American film producer

John Huttner Lesher (born May 12, 1966) is an American film producer, best known for winning the Academy Award for Best Picture for the 2014 film Birdman.

==Life and career==

John Lesher was born on May 12, 1966, in Pittsburgh, Pennsylvania. He graduated from Harvard University in 1988 before starting his career as an agent at the Bauer-Benedek Agency.

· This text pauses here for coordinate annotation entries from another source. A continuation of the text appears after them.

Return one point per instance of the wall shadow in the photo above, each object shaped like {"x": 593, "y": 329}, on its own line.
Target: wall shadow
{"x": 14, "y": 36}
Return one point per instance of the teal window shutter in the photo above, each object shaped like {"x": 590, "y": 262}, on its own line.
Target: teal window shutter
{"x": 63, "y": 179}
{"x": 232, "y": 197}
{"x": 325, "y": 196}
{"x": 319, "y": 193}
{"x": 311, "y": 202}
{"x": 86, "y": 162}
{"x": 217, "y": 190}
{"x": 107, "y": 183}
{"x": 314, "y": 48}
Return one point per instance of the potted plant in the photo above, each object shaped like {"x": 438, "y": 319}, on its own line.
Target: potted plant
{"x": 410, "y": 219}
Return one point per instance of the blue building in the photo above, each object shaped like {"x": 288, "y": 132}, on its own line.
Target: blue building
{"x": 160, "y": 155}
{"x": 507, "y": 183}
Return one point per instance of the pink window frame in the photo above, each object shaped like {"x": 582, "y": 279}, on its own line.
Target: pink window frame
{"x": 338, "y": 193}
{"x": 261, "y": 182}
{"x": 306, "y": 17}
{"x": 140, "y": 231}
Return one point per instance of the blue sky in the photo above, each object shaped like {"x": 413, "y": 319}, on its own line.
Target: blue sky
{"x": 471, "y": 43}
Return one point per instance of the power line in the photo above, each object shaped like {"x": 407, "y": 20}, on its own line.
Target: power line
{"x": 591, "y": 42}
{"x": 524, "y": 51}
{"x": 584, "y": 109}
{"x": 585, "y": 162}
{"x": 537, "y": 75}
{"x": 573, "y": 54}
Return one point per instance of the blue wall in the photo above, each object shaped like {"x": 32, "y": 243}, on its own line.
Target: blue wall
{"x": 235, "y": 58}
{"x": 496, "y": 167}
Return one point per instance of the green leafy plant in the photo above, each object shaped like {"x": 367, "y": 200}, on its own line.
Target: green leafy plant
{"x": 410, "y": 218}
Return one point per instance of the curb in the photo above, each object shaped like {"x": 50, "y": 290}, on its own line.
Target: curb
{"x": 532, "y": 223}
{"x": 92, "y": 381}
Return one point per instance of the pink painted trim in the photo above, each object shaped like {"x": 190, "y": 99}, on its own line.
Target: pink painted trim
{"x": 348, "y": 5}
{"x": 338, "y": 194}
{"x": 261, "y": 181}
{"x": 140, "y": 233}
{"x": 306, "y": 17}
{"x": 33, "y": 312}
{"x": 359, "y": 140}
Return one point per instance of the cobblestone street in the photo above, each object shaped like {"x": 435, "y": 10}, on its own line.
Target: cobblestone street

Later, Lesher moved to the United Talent Agency (UTA), where he became a partner. After 15 years at UTA, Lesher left for Endeavor, where his clients included Martin Scorsese, Paul Thomas Anderson, Alejandro Iñárritu, and Judd Apatow. In 2005, he was made head of Paramount Vantage, a brand derived from Paramount Classics that produced and distributed arthouse-oriented titles. The company produced such Oscar-winning pictures as Inarritu's Babel (2006), the Coen Brothers' No Country for Old Men (2007), and Paul Thomas Anderson's There Will Be Blood (2007). The success of these films led to Lesher's appointment in 2008 as President of Paramount Pictures, where he oversaw several major features, including J.J. Abrams' reboot of the Star Trek (2008) franchise and David Fincher's The Curious Case of Benjamin Button (2008). "Star Trek" was his only blockbuster. Other titles released by Paramount during his tenure, like Iron Man (2008), were distribution titles made at other companies, while other projects, like the Mike Myers comedy Love Guru (2008) and Imagine That (2009) were failures. Lesher was dismissed as Paramount president in the summer of 2009. He formed his own production company, Le Grisbi, which released several box office hits between 2012 and 2014.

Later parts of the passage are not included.